Media’s resistance to death has been coined ‘zombie media’ by theorists Garnet Hertz and Jussi Parikka. Not only do they believe that the unused media apparatus continues to ‘live’ in its threat to nature as abandoned decaying toxins but it also survives through reappropriation into unfamiliar artistic contexts. Floris Vanhoof’s Fossile Locomotion (2016) engages with the opportunities posed by the latter. Setting up four slide projectors to face a spinning wheel with intermittent holes, he generates a rhythmic flicker that accelerates and intensifies the oscillation between darkness and light, a key characteristic of the slide projector. Its contemporary status as historical artefact is toyed with in Basim Magdy’s A 240 Second Analysis… (2012), a double-projection work in which temporality folds in on itself as destruction becomes construction and, through chemical manipulation of the slides, images of the immediate present appear to be distant pasts or even untold futures. The slide projection’s ephemeral quality is evoked in its use as a platform to tell the story of a Brazilian psychic medium in Tamar Guimarães’ A Man Called Love (2008), a work in which a tale of missed opportunities and elusive truths are mixed against the all-too-real social realities of military dictatorship. In the computer-based era of copy-and-paste, Alexandra Navratil’s Sample Frames reinterprets the failures for photochemical film to produce precise replicas and remain intact into its aesthetic characteristic. As we swipe and scroll on our smartphones, the works in this exhibition call for our attention on the individual images and consider how it comes to exist in front of us.

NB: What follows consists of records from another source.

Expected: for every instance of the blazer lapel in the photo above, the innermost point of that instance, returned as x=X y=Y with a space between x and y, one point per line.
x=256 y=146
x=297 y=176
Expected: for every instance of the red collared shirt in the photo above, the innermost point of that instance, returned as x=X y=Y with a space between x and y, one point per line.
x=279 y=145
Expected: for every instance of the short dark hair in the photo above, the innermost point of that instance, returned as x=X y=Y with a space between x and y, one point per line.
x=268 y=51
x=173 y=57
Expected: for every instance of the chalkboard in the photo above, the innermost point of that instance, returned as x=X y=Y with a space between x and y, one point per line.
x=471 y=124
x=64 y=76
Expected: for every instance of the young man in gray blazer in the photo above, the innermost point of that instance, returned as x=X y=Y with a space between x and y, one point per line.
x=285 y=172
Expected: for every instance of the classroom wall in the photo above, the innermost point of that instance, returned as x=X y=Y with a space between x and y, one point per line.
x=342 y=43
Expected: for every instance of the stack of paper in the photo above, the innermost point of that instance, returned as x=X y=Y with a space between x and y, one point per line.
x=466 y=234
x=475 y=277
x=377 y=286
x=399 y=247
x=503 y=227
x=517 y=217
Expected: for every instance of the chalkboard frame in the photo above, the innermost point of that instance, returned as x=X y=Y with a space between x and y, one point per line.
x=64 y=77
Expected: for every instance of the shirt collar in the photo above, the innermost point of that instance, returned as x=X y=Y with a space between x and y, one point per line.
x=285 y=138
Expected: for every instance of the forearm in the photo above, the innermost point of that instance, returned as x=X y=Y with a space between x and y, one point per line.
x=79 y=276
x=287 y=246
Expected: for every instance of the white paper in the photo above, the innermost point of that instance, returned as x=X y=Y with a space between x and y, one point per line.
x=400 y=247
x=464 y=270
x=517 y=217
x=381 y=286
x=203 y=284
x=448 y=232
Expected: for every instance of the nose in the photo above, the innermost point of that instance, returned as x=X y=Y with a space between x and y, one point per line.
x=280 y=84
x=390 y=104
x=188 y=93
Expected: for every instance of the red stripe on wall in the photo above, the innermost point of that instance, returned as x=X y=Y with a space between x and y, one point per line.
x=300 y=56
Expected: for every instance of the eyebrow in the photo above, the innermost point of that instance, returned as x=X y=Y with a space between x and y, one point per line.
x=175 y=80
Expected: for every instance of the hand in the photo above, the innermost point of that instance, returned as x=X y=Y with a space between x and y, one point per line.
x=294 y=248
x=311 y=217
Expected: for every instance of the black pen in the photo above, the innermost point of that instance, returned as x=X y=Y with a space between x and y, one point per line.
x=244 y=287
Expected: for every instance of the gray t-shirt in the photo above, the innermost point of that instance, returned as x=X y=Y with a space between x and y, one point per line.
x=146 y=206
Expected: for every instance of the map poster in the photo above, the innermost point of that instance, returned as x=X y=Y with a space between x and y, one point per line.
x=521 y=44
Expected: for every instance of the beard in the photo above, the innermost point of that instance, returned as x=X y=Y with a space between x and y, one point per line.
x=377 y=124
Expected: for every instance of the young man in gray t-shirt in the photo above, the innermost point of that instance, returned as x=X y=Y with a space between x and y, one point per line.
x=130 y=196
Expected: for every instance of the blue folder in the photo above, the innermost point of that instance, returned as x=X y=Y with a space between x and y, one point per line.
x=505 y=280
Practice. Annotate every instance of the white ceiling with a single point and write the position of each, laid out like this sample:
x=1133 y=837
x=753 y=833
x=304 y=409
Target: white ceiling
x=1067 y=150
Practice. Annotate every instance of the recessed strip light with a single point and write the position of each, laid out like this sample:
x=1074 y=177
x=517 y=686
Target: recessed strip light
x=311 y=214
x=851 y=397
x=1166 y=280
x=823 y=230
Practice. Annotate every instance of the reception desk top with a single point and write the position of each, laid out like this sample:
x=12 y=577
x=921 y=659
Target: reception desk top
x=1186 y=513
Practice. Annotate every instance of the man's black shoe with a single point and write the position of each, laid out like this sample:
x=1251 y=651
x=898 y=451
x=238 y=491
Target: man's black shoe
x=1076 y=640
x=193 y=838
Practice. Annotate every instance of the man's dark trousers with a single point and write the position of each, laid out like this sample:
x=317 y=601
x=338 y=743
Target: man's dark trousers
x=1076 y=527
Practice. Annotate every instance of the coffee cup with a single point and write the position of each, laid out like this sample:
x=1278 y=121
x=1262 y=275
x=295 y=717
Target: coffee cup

Mixing slide-based works from the 70s, 90s and its posthumous period of the 2010s, this exhibition is a call to remap the evolution of the projected image according to artistic practice rather than technological development determined by capitalist values and a need for perpetual newness. Made in an age when slides were still in common use, how will Dennis Oppenheim’s works compare to the millennial slide works? Made at a time when sound was still largely absent in exhibition spaces, the emphatic click that signals the switch from one slide to the next must have commanded attention. With no less than thirteen slide projectors in operation, the raucous noise at this exhibition will drown the thoughts of those who think its expiration date has passed. In its current zombie state, the slide medium still lives.